Mike Linacre, the author of the paper linked to above, is the programmer behind the Rasch analysis packages "Winsteps" and "Facets", details at www.winsteps.com. Rasch analysis is related to a family of psychometric models called item response theory, or IRT for short. These are very widely used, see for example this paper by Edward Wolfe
http://tinyurl.com/2c2mogr
Unidimensionality has been argued about for decades in the psychometric literature. Basically, in order to give a meaningful summed score from a test, all items must have a shared underlying unidimensional trait. Even in a very carefully developed test, there will be other small dimensions within the data. Ideally every question will contribute to the main factor plus also contribute a very small unique factor, so technically there will be as many dimensions as there are questions. The question is thus not whether a test is perfectly unidimensional (only a test with a single question will meet that standard), but whether the main trait is sufficiently large that the dataset is "usefully" unidimensional or "essentially" unidimensional. If it is not, then you either need to report the results as two or more separate scores (which you cannot meaningfully add together) or use a multidimensional model such as Wu and Adams discuss
http://tinyurl.com/2co57e9
Multidimensional models are complex, controversial, and need extremely large datasets to give any advantage over unidimensional models, so these are utterly impractical for Moodle. Basically, if you want to implement CAT, an assumption that you can't avoid is that all your test questions must largely measure the same unidimensional trait. Many classroom assessments will not meet this standard, so CAT will only be of benefit for users with some grounding in psychometrics and test development. An analogy is comparing a rocket with a bicycle, rockets are faster, but they require users to have a bit more technical know-how to actually be beneficial.

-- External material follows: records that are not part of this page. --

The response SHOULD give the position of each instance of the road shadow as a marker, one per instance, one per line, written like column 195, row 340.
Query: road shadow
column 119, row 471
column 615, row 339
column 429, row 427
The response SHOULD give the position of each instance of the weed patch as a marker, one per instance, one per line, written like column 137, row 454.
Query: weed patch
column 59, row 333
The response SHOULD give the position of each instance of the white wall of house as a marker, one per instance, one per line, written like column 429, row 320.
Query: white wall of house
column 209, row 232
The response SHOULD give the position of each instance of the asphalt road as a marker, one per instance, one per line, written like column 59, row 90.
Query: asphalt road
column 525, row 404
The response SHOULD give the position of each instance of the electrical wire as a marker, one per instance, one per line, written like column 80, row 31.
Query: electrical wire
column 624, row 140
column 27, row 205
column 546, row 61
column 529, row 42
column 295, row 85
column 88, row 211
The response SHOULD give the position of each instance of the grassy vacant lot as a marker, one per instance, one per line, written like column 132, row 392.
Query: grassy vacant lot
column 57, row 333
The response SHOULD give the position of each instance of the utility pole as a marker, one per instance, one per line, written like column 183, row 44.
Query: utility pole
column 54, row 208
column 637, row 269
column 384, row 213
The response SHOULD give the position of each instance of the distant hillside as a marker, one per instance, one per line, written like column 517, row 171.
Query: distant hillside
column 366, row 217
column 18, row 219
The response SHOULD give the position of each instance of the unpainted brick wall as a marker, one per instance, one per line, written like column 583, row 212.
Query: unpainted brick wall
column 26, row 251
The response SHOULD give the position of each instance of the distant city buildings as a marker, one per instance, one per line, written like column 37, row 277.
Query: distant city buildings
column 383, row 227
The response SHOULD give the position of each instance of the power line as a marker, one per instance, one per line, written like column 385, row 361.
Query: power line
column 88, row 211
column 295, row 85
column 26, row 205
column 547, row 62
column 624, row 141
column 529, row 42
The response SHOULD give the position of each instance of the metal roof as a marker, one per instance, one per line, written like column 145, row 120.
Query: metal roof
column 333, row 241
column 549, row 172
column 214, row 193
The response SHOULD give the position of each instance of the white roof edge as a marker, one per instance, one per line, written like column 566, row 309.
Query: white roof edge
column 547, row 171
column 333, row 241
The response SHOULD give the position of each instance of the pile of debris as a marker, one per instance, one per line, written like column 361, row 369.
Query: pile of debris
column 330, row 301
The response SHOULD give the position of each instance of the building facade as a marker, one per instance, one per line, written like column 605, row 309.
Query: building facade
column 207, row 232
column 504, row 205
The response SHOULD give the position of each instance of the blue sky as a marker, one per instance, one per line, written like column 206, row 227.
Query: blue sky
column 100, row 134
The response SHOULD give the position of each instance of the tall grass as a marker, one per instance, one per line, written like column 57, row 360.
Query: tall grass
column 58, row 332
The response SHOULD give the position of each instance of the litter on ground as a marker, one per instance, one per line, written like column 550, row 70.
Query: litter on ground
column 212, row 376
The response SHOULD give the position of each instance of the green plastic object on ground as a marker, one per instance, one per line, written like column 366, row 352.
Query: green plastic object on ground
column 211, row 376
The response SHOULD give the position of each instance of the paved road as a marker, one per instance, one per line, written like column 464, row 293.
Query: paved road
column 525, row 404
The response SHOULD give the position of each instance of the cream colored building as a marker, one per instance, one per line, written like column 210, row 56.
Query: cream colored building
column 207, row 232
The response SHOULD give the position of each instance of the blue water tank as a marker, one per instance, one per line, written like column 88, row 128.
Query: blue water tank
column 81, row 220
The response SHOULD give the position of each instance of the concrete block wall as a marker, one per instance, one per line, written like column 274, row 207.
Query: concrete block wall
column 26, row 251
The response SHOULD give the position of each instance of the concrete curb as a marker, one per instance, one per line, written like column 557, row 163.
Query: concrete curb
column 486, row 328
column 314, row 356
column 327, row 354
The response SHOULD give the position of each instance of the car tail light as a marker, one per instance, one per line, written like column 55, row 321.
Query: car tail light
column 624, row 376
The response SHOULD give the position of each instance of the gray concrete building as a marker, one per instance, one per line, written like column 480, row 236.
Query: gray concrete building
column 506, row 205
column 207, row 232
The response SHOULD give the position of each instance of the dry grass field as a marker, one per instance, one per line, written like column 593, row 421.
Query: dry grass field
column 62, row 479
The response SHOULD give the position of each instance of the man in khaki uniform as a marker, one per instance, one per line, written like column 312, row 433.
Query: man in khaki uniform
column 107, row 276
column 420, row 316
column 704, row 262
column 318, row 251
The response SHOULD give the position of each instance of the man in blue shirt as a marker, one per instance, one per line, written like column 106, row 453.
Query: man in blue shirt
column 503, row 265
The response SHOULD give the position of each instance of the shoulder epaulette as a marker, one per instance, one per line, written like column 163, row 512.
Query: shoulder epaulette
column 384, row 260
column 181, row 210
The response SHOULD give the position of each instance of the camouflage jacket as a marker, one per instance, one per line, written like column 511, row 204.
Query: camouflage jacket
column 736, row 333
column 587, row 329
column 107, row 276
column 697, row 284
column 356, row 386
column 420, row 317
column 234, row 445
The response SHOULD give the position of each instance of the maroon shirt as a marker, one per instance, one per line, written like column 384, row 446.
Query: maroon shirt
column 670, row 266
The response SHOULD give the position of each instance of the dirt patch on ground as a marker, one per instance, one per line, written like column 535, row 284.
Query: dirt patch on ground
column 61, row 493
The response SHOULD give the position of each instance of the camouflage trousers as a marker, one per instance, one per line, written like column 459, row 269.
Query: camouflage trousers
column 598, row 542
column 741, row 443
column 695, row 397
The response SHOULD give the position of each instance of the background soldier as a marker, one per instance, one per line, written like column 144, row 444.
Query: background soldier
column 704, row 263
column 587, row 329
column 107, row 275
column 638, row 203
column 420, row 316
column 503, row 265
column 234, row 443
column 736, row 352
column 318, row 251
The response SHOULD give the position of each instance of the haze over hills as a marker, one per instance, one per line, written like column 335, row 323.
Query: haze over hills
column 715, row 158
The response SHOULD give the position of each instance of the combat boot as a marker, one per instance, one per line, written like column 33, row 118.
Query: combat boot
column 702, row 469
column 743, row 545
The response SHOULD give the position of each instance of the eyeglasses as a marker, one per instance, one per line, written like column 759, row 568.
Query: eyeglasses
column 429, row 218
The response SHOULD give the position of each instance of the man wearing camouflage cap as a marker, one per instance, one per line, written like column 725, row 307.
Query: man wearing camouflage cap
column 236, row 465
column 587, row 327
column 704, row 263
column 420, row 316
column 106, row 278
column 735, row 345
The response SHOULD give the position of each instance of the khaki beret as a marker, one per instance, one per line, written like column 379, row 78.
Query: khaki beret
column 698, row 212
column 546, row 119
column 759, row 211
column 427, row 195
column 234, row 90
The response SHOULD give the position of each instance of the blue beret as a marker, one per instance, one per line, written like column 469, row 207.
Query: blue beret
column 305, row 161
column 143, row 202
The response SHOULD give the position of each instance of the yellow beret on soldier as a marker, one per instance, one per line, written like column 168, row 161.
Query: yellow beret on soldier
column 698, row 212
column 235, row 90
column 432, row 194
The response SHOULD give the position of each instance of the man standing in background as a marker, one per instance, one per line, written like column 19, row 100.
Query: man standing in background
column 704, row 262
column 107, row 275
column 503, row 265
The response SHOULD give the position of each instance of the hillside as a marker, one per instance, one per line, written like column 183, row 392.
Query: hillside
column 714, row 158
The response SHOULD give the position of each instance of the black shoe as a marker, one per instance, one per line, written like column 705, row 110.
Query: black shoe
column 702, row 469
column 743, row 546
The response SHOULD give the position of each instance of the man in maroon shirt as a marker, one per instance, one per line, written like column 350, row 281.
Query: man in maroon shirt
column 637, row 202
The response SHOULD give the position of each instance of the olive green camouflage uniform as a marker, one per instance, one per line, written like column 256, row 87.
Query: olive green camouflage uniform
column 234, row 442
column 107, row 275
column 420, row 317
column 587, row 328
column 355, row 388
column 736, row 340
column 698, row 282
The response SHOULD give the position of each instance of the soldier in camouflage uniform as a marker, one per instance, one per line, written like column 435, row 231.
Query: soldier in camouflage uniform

Another fundamental assumption of the IRT model Linacre uses is that persons and items can be mapped onto a single invariant scale. This is essentially built into the definition of measurement underlying that model, so if you don't accept that assumption, you need a different model. Unfortunately, rejecting that assumption implicitly rejects CAT, which requires that persons and test items can be mapped onto a common invariant scale of measurement, otherwise, what basis can you use for matching persons and items?
Those are theoretical issues that have been argued about for decades in the psychometric literature. Personally, I'm satisfied that the theoretical objections to CAT have been adequately addressed, but I'm unconvinced that a Moodle CAT module is a practical undertaking. CAT is of questionable value for classroom level testing, you really need a minimum of 1000 students to make it work, ideally considerably more, so it's not clear to me that there would be much genuine demand for it.
A related problem is that you need very large item banks for CAT to be effective. Test security is critical, so you can't recycle questions too frequently to minimise the chance of students getting the same questions that their friends got in an earlier administration. Although it is apparently possible to pilot CAT with as few as 200 questions, 2000 or more questions seems to be a more realistic minimum, plus continual development of new questions to replace older ones as they become compromised. In other words, if you were to use it for a high-stakes test, you are probably going to need to write 2000 high-quality questions in the first year, and then another 100 per month for as long as you use the test. Classroom teachers rarely have training in writing test questions, so the majority of teacher written items will probably not perform consistently enough to be suitable for CAT.
Finally, there are some basic technical issues with trying to administer CAT over a network rather than as a local installation. Security is an obvious question, high-stakes CAT just doesn't work if the item bank isn't secure, and I don't see the point of trying to use CAT for low-stakes testing. Another is that every time a student responds to a CAT question, an algorithm must be run to decide whether to administer another question and what question is most suitable to be administered next. If all that processing is done by a central server, then performance will suffer during high demand, or it may crash the server completely. Results from students who take the tests during busy times may thus be penalised unless some thought is given to these issues.
On the whole, CAT is technically fascinating development, but for most testing purposes, it strikes me as a solution looking for a problem. It's not something I would rush into without a great deal of consideration.